È curioso come il nostro Paese sembri incapace di cogliere il peso strategico di queste vittorie. Mentre in Cina i paper più citati diventano asset di Stato e negli Stati Uniti i professori delle Ivy League sono contesi dalle Big Tech come calciatori di Serie A, in Italia si continua a discutere di “AI sì, AI no” come se fosse un referendum morale. Navigli, invece, gioca un altro sport. Costruisce, guida, forma talenti, e lo fa con una visione industriale. Non si limita a pubblicare articoli per scalare l’H-index, ma traduce la ricerca in applicazioni, in spin-off, in modelli concreti. È un modo di pensare che al sistema accademico italiano manca disperatamente.
ACL 2025 sarà anche un gigantesco mercato del talento.

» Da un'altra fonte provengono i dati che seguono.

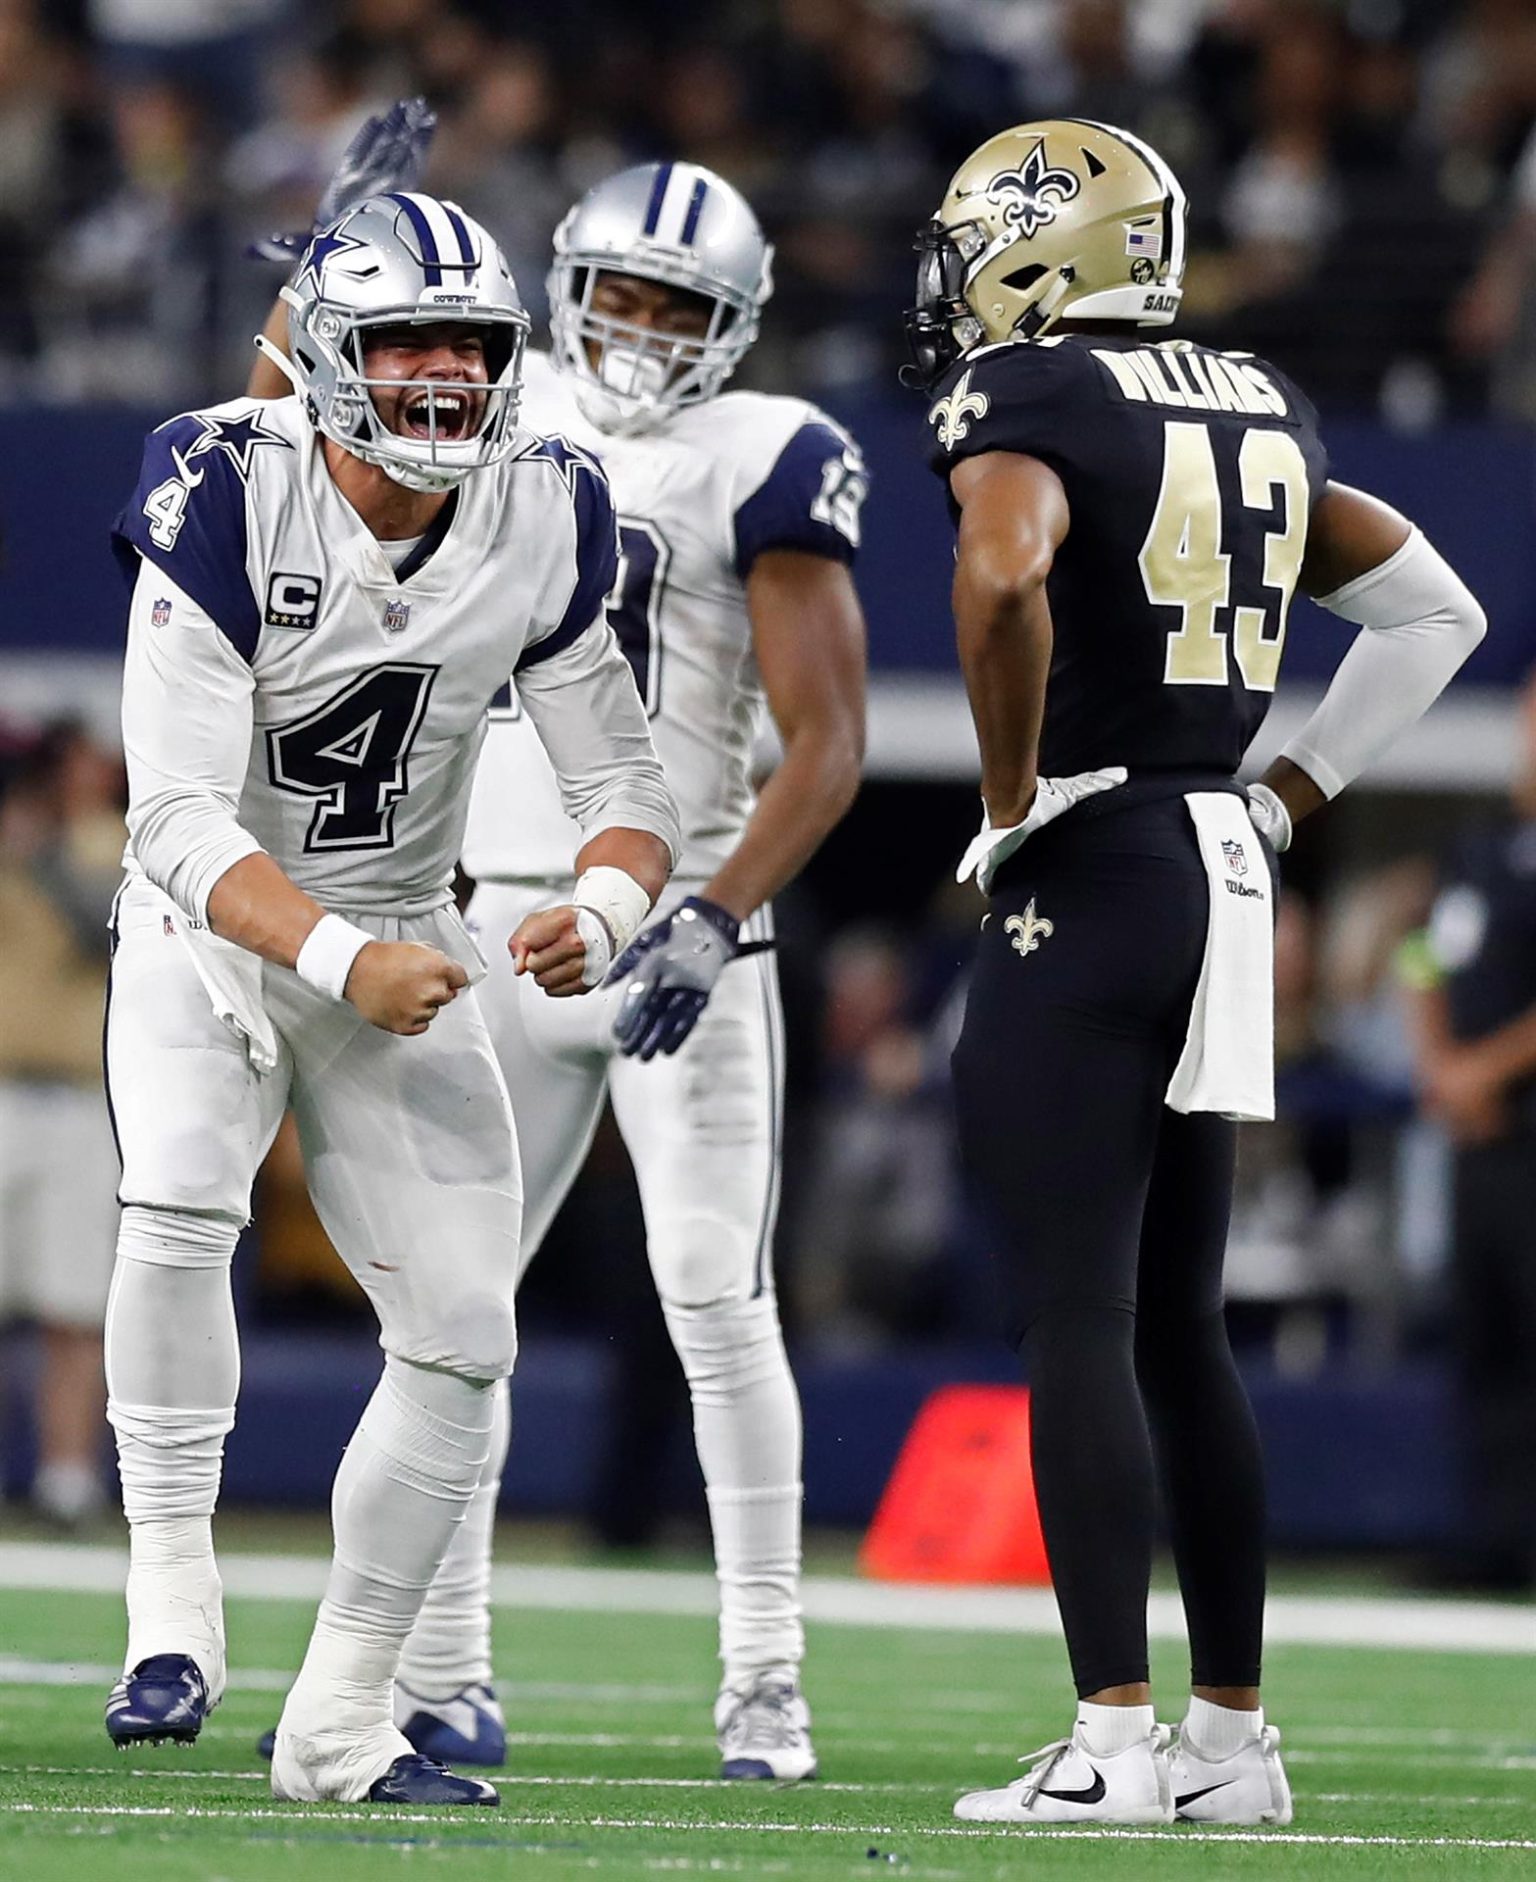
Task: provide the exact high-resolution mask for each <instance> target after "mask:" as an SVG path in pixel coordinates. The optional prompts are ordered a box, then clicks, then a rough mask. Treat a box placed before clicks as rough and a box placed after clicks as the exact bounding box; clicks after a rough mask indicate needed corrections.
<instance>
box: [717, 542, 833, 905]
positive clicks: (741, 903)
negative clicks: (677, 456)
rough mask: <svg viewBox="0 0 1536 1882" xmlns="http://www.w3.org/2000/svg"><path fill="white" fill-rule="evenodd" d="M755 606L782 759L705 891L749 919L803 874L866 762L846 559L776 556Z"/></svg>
mask: <svg viewBox="0 0 1536 1882" xmlns="http://www.w3.org/2000/svg"><path fill="white" fill-rule="evenodd" d="M747 608H749V612H751V627H753V653H755V655H757V666H759V674H760V678H762V691H764V694H766V696H768V710H770V711H772V715H774V725H776V726H777V730H779V740H781V743H783V760H781V762H779V766H777V768H776V770H774V775H772V777H770V779H768V781H766V785H764V787H762V792H760V796H759V800H757V805H755V809H753V815H751V821H749V824H747V828H745V830H744V834H742V841H740V843H738V845H736V851H734V853H732V856H730V860H728V862H727V864H725V866H723V868H721V869H719V871H717V873H715V875H713V877H712V881H710V883H708V885H706V888H704V896H706V900H708V901H713V903H717V905H719V907H723V909H728V911H730V915H734V917H736V920H745V918H747V917H749V915H751V913H753V909H759V907H762V903H764V901H772V898H774V896H776V894H777V892H779V890H781V888H783V886H785V885H787V883H792V881H794V877H796V875H798V873H800V869H804V866H806V864H808V862H809V858H811V856H813V854H815V853H817V849H819V847H821V843H823V841H824V837H826V836H828V832H830V830H834V828H836V824H838V822H840V821H841V817H843V813H845V811H847V807H849V804H853V800H855V794H856V792H858V772H860V766H862V762H864V670H866V649H864V614H862V610H860V606H858V595H856V593H855V587H853V576H851V574H849V572H847V568H845V566H843V565H841V563H834V561H830V559H828V557H824V555H808V553H804V551H798V550H768V551H764V553H762V555H759V557H757V561H755V563H753V570H751V576H749V578H747Z"/></svg>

Big Tech come Google, Apple, Meta e Microsoft invieranno delegazioni di ingegneri e recruiter a caccia di ricercatori. Lì si deciderà quali startup verranno acquisite, quali università attireranno i prossimi finanziamenti miliardari. Ed è qui che Navigli potrebbe giocare il ruolo più strategico. Perché essere Chair significa non solo gestire l’agenda scientifica, ma anche costruire relazioni. Portare a casa partnership, finanziamenti, riconoscimento internazionale. E se c’è una cosa che l’Italia ha sempre sottovalutato è proprio il peso delle relazioni nei contesti di frontiera tecnologica.

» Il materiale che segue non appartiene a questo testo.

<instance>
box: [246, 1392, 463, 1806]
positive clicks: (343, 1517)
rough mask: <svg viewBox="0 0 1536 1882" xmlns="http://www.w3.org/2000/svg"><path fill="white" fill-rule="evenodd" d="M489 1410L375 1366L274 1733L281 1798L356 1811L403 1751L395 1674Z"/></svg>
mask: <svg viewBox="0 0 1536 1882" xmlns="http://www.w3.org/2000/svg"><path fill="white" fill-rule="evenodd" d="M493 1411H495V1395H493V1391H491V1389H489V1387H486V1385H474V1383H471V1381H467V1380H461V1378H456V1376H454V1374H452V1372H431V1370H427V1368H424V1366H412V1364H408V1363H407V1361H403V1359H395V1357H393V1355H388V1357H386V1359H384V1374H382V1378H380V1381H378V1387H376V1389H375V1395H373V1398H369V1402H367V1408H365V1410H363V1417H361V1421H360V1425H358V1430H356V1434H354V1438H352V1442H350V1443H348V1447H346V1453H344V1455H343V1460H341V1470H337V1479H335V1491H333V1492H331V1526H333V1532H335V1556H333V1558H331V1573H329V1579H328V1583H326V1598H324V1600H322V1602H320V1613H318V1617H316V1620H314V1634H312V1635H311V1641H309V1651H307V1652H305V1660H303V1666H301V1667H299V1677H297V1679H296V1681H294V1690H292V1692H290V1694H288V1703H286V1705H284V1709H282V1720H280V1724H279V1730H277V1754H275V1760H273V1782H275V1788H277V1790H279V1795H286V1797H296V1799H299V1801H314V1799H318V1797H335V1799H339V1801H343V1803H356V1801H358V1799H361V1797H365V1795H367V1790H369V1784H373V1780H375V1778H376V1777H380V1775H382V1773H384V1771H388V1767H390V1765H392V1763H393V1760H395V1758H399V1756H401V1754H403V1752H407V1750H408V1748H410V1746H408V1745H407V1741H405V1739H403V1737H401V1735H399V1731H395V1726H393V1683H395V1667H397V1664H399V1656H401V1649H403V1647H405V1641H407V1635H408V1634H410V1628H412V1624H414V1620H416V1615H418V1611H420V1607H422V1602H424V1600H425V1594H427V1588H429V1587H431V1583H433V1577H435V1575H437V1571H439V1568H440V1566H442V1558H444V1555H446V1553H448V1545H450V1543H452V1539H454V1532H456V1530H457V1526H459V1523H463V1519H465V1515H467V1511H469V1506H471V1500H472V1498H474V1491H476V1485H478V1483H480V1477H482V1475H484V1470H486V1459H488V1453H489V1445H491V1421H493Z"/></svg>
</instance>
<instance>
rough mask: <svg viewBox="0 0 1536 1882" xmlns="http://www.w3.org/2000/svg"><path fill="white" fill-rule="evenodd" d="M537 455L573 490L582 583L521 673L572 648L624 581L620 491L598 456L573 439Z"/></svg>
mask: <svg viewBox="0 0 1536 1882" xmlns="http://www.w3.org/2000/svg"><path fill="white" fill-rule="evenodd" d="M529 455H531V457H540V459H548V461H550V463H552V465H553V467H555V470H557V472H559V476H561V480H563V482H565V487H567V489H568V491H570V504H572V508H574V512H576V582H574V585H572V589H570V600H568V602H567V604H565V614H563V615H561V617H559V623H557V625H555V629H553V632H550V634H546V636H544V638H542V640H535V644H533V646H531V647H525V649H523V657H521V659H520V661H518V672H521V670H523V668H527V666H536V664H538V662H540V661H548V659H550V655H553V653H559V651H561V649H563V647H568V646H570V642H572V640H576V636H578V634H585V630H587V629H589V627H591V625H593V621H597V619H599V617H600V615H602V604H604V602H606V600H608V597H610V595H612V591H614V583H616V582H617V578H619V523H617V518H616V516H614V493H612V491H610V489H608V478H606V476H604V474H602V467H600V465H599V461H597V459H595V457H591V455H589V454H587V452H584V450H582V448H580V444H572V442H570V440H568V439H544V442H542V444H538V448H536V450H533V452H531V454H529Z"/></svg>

C’è chi obietterà che l’AI è già dominata dai soliti noti, che un singolo evento non cambia gli equilibri globali. Ma è un’obiezione miope. I grandi cambiamenti partono da nodi apparentemente secondari. Dieci anni fa nessuno avrebbe scommesso che una startup canadese come Element AI potesse influenzare lo sviluppo globale dei modelli predittivi, e invece è stata acquisita da ServiceNow proprio perché era riuscita a inserirsi in questi circuiti. Oggi Minerva gioca la stessa partita: non vuole sostituirsi a GPT, vuole ritagliarsi una nicchia strategica.
Alla fine, la domanda vera è un’altra: il Sistema Paese saprà sfruttare questa opportunità o la lascerà evaporare come al solito? Navigli può aprire porte, ma serve un ecosistema che sappia passarci attraverso. Servono fondi, serve coraggio imprenditoriale, servono governi capaci di comprendere che i Large Language Model non sono gadget tecnologici, ma strumenti di potere economico e culturale. Perché chi controllerà il linguaggio controllerà anche i mercati, le conversazioni pubbliche e, indirettamente, la politica.

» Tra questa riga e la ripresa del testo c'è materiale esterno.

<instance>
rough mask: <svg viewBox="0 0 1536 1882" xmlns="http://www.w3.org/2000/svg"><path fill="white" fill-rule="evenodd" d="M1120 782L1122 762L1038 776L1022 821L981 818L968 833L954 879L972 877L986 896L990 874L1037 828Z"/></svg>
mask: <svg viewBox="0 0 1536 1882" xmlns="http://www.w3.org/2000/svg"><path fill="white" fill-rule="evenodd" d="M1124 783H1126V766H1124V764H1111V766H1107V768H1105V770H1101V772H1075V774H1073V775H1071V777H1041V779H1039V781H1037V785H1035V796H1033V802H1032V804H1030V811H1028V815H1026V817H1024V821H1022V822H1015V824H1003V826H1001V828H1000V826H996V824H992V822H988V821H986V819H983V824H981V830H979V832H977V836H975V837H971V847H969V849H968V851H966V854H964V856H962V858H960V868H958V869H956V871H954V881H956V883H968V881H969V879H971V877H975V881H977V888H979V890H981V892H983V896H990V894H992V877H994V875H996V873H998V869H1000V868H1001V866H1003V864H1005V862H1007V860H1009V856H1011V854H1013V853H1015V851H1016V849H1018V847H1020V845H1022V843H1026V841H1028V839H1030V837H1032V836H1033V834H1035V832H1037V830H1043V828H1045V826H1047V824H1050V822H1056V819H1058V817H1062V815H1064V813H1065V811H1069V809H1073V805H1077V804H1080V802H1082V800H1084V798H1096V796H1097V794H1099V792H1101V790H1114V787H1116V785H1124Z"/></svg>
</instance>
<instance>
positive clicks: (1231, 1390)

Roberto Navigli, con la sua aria da professore che sembra divertirsi più nei laboratori che nelle conferenze stampa è l’antitesi perfetta di quel provincialismo compiaciuto che ci ha condannato a decenni di irrilevanza tecnologica. È irritante per chi è abituato a dire “non possiamo competere”, è scomodo per chi si nasconde dietro l’alibi del “ci mancano i capitali”. Ma forse è proprio questa la sua forza: dimostrare che, a volte, basta un cervello brillante e un po’ di sfacciataggine per far tremare i giganti.